Der Schweizer Industriekonzern ABB hat sein Geschäftsjahr 2017 bilanziert. Der Umsatz stagnierte bei rund 34,3 Milliarden US-Dollar. Das Plus betrug 1 Prozent. Der Gewinn stieg hingegen deutlich um 17 Prozent. Der Reingewinn summierte sich 2017 auf 2,2 Milliarden Dollar.
"ABB lieferte im Geschäftsjahr 2017 trotz widriger Marktbedingungen und der fortgesetzten Transformation eine stabile finanzielle Performance", kommentierte das Unternehmen in einer Mitteilung. Wachstum gab es vor allem in den Bereichen Elektrifizierungsprodukte sowie Robotik und Antriebe. Die Zuwächse dort konnten Verluste bei Industrieautomation und Stromnetzen kompensieren, wie es weiter heisst.

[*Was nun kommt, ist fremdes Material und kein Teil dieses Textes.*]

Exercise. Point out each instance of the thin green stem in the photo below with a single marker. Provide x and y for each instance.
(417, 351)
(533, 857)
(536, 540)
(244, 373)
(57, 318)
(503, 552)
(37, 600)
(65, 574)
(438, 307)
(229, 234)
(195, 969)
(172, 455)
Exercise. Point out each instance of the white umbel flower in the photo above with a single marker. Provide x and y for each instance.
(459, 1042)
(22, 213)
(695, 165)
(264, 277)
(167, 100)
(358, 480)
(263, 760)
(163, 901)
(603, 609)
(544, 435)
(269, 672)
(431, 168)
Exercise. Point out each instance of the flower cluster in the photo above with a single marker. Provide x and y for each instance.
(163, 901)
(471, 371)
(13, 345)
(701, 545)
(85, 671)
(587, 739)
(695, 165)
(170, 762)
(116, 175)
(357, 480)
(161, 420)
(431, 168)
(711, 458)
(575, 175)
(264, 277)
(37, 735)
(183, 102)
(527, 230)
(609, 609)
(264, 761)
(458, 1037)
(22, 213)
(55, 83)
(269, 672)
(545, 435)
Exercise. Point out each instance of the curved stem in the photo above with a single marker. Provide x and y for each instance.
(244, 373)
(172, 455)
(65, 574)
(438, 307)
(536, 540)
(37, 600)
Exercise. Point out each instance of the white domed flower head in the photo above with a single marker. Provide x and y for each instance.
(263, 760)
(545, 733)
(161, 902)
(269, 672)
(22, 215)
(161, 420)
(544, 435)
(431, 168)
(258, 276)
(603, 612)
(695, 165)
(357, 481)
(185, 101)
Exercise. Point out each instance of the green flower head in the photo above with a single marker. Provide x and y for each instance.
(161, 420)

Im zurückliegenden Geschäftsjahr stellte ABB sein Digitalangebot ABB Ability vor und investierte in die Digitalisierung. Im vierten Quartal 2017 verbucht ABB zudem einen Anstieg bei Aufträgen für Rechenzentren und Ladestationen für Elektrofahrzeuge. Auch Gebäudeautomationslösungen entwickelten sich positiv, wie das Unternehmen mitteilt.
Auf dem Weg zur digitalen Transformation war das Jahr 2017 gemäss Mitteilung ein Übergangsjahr. Die operativen Abläufe wie auch das Portfolio wurden fokussiert und gestärkt. Der Fokus wurde stärker auf digitale Angebote gelegt, was sich bald auszahlen soll.